Un punto centrale della tensione riguarda gli insediamenti dei coloni israeliani. Gli insediamenti sono quartieri e villaggi costruiti da famiglie israeliane, con l’aiuto dell’esercito, all’interno della Cisgiordania. Negli ultimi mesi del 2025 il governo israeliano ha approvato nuovi progetti di costruzione. Per i palestinesi questo significa perdere case, campi coltivati e anche interi villaggi, e vedere fortemente limitata la libertà di movimento.
La vita delle comunità palestinesi della Cisgiordania è sempre più difficile: spostarsi da un villaggio all’altro richiede ore di attesa ai posti di blocco; la raccolta delle olive, che per tante famiglie è la principale fonte di reddito, è stata interrotta più volte a causa degli scontri con i coloni.
Hebron: un check point sorvegliato da militari israeliani, che controllano gli spostamenti della popolazione palestinese.
Tentativi di pace e nuove violenze
Alla fine di luglio del 2025, a New York, si è tenuta una grande conferenza internazionale per rilanciare la cosiddetta “soluzione dei due Stati”: l’idea, cioè, di avere uno Stato israeliano e uno Stato palestinese che possano vivere fianco a fianco in pace. In questa prospettiva, a settembre la Palestina è stata riconosciuta formalmente come Stato anche da Canada, Australia, Regno Unito, Portogallo e Francia; così oggi sono 152 i Paesi che hanno ufficializzato questo riconoscimento, mentre altri – come Stati Uniti, Italia e Germania – al momento si rifiutano di farlo.

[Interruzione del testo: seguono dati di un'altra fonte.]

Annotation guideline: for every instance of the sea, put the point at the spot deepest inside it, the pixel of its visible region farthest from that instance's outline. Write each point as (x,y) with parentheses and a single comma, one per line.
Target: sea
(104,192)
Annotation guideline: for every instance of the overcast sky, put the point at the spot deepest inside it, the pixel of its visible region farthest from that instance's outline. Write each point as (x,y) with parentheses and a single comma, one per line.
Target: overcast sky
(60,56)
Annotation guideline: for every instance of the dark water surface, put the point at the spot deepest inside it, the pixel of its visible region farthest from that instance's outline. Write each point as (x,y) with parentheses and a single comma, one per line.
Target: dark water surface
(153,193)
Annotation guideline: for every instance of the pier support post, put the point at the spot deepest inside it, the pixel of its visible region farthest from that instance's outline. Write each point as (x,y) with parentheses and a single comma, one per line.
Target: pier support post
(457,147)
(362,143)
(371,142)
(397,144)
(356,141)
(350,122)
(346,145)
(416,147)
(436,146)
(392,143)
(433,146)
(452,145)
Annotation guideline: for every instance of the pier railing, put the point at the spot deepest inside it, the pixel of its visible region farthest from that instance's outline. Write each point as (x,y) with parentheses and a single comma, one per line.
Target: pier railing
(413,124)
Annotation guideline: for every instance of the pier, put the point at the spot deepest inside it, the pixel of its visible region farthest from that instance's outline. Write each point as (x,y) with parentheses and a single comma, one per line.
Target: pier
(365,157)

Intanto, in Israele è cresciuto il malcontento interno: molte famiglie degli ostaggi ancora nelle mani di Hamas sono scese in piazza in segno di protesta, insieme a decine di migliaia di persone, accusando il governo di non fare abbastanza per riportarli a casa. Il primo ministro Benjamin Netanyahu mantiene una linea dura, ma è sempre più contestato, sia dall’opposizione politica sia da una parte della società civile.

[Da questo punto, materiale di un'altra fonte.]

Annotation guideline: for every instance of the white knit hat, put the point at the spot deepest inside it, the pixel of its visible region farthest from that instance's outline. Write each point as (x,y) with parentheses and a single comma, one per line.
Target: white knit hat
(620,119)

Hamas ha dichiarato di essere pronta a trattare per una tregua duratura, chiedendo in cambio la liberazione dei prigionieri palestinesi e il ritiro delle truppe da Gaza. Israele, però, continua a ribadire che il suo obiettivo è distruggere del tutto Hamas. Per questo i negoziati non riescono ad andare avanti.

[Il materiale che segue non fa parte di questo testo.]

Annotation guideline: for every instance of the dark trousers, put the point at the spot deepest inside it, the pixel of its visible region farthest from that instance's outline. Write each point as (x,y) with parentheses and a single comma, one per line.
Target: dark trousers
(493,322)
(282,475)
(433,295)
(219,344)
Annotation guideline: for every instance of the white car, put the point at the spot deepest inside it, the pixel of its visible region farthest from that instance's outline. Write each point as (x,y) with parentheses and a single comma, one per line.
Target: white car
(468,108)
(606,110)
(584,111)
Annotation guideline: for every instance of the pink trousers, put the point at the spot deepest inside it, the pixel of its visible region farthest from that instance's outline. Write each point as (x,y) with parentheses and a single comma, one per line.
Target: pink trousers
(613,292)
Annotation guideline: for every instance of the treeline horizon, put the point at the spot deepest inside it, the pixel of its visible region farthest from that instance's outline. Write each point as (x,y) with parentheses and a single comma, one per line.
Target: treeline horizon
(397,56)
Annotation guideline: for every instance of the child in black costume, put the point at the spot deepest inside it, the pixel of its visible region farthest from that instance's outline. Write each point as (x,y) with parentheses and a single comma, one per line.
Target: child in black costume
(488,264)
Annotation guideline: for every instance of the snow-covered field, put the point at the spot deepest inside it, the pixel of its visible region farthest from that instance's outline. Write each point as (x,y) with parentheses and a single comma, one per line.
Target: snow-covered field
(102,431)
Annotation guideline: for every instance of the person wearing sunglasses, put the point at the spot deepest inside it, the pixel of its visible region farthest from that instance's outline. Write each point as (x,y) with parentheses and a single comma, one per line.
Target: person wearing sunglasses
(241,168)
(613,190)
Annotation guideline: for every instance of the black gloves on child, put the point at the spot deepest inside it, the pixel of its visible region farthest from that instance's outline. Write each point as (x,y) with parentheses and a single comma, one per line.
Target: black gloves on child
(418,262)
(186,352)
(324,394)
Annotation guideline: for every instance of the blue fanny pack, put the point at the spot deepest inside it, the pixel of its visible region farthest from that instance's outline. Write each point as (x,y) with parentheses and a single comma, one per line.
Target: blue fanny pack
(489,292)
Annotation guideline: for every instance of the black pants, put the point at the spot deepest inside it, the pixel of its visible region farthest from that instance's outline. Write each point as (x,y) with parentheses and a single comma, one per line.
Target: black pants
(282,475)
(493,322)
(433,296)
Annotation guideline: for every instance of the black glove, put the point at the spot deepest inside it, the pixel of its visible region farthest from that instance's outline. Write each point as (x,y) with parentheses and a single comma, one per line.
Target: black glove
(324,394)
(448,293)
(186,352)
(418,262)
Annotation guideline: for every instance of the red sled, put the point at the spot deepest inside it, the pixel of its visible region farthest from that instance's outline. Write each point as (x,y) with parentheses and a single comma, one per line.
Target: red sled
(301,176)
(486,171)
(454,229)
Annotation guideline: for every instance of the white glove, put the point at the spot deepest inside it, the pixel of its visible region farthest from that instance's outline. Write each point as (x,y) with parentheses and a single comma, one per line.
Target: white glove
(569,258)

Nel frattempo, nel settembre 2025 la violenza non si è fermata neanche fuori da Gaza. A Gerusalemme un attentato contro un autobus ha causato numerose vittime, aumentando la paura tra la popolazione israeliana. E, poche ore dopo, l’aviazione israeliana ha bombardato in Qatar il palazzo dove erano riuniti alcuni leader e negoziatori di Hamas.
Le recenti proteste anti-governative in Israele.
La Global Sumud Flotilla
Sempre nel settembre del 2025 è partita anche un’iniziativa organizzata dalla società civile internazionale che ha attirato l’attenzione del mondo: la Global Sumud Flotilla (sumud è una parola araba che in italiano può essere tradotta come “resistenza”, “perseveranza”). Si tratta di una flotta composta da oltre sessanta imbarcazioni provenienti da porti di diversi Paesi affacciati sul Mar Mediterraneo, Italia compresa, che è partita con l’obiettivo di raggiungere Gaza per portare aiuti umanitari. È un segnale di come le persone comuni, in molte parti del mondo, continuino a mobilitarsi, sperando nella fine della guerra.
A quasi due anni dall’attacco del 7 ottobre 2023, però, il Medio Oriente resta in fiamme. Ogni tentativo di pace si scontra con la sfiducia reciproca e la violenza.
La pace, infatti, sembra possibile solo con difficili compromessi e per ora resta molto lontana.
Porto di Barcellona: una delle imbarcazioni della Global Sumud Flotilla.